Highgate, like the others of the Magnificent Seven, soon became a fashionable place for burials and was much admired and visited. The Victorian attitude to death and its presentation led to the creation of a wealth of Gothic tombs and buildings. It occupies a spectacular south-facing hillside site slightly downhill from the top of the hill of Highgate itself, next to Waterlow Park. In 1854 the area to the east of the original area across Swains Lane was bought to form the eastern part of the cemetery. This part is still used today for burials, as is the western part. Most of the open unforested area in the new addition still has fairly few graves on it.

The cemetery's grounds are full of trees, shrubbery and wild flowers, all of which have been planted and grown without human influence. The grounds are a haven for birds and small animals such as foxes. The Egyptian Avenue and the Circle of Lebanon (topped by a huge Cedar of Lebanon) feature tombs, vaults and winding paths dug into hillsides. For its protection, the oldest section, which holds an impressive collection of Victorian mausoleums and gravestones, plus elaborately carved tombs, allows admission only in tour groups.
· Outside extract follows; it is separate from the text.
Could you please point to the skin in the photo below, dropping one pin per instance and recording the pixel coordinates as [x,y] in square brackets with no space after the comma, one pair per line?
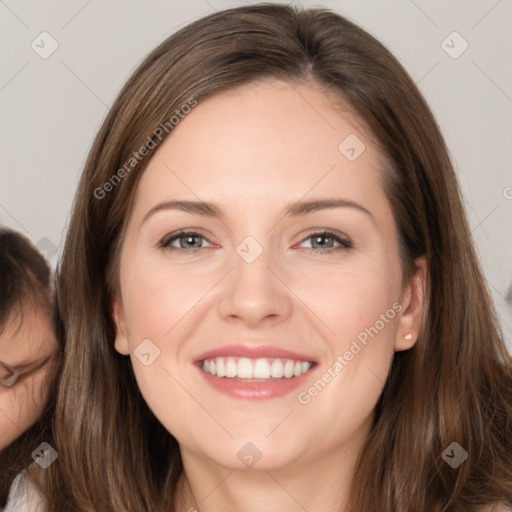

The newer eastern section, which contains a mix of Victorian and modern statuary, can be toured unescorted.

The tomb of Karl Marx, the Egyptian Avenue and the Columbarium are Grade I listed buildings.

Highgate Cemetery was featured in the popular media from the 1960s to the late 1980s for its so-called occult past, particularly as being the alleged site of the "Highgate Vampire".

Friends of Highgate Cemetery

The Friends of Highgate Cemetery Trust was set up in 1975 and acquired the freehold of both East and West Cemeteries by 1981, since when they have had responsibility for the maintenance of the location. In 1984 they published Highgate Cemetery: Victorian Valhalla by John Gay.[4]

Interments

The most famous burial in the East cemetery is probably Karl Marx (whose tomb's attempted bombings on 2 September 1965[5] and in 1970[6] are still recalled by some Highgate residents), and it is celebrated by a memorial (he was buried nearby).

There are many other prominent figures, Victorian and otherwise, buried at Highgate Cemetery. Most of the historically notable figures lie in the Western part. Tours of the most famous graves are available, but due to vandalism and souvenir hunters visitors are no longer allowed to explore unaccompanied, unless they have a personal connection with the cemetery and thus hold a pass.

Notable gravesites

East Cemetery

West Cemetery

War Graves

The cemetery contains the graves of 316 Commonwealth service personnel maintained and registered by the Commonwealth War Graves Commission, in both the East and West Cemetery, 257 from the First World War and 59 from the Second. Those whose graves could not be marked by headstones are listed on a Screen Wall memorial erected near the Cross of Sacrifice in the older (Western) Cemetery.[7]

Fictional references

Gallery

Visiting

In 2010 the West Cemetery can only be visited as a guided tour (for which a small fee is asked). The East Cemetery can be visited after paying a small entrance fee.